In other cases, parthenogenesis isn’t just a plan B, or even optional. Some animals are doing so well out of celibacy that evolution would appear to be favouring it.

US researchers discovered that, after a large proportion of male Campeloma snails from the Florida Gulf were rendered sterile by a parasitic trematode, females began fertilising themselves. A 2005 study compared the fortunes of those parthenogenetic individuals with those of their sexual relatives. It found that they not only managed similar fecundity and offspring size to their sexual counterparts, but enjoyed five-times greater survivor­ship, and grew 60 per cent faster.

Not surprisingly, humans have found parthenogenesis an irresistible phenomenon. In April 2004, scientists at Tokyo’s University of Agriculture induced parthenogenesis to create fatherless mice—the first documented parthenogenetic mammal. The mice, it turned out, lived significantly longer than their two-parent kin.
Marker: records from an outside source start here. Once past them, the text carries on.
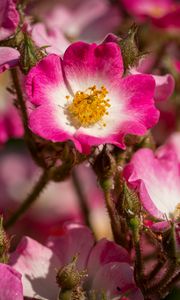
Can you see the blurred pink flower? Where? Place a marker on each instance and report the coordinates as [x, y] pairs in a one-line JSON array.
[[79, 19], [11, 286], [107, 264], [59, 90], [156, 178], [162, 13], [9, 18], [173, 143]]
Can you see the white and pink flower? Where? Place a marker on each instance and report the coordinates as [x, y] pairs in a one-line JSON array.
[[107, 265], [156, 178], [84, 98], [11, 285]]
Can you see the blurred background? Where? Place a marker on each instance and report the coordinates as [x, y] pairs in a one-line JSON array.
[[55, 24]]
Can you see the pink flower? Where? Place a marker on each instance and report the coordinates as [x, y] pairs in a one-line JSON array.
[[9, 18], [156, 178], [10, 122], [11, 286], [84, 98], [107, 264], [162, 13], [173, 143], [164, 83]]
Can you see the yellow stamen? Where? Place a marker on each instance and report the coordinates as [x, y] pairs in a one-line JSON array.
[[89, 107]]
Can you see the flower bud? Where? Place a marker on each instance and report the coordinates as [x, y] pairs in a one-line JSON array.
[[4, 244], [69, 277], [30, 53], [105, 167], [130, 205], [129, 49]]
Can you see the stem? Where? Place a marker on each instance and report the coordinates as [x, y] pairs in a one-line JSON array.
[[40, 185], [82, 198], [115, 224]]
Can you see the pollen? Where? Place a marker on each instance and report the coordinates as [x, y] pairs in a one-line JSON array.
[[89, 107]]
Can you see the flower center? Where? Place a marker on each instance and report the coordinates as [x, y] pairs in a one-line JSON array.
[[89, 107]]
So far, the only attempt to create a fatherless human was inadvertently discovered in South Korea, after the discred­ited scientist Hwang Woo-suk claimed he had extracted stem cells from cloned human embryos. The experiment was later shown to be a fraud, but scrutiny of the stem cells revealed that, as early as 2004, Hwang had unwittingly created the first human embryos by parthenogenesis.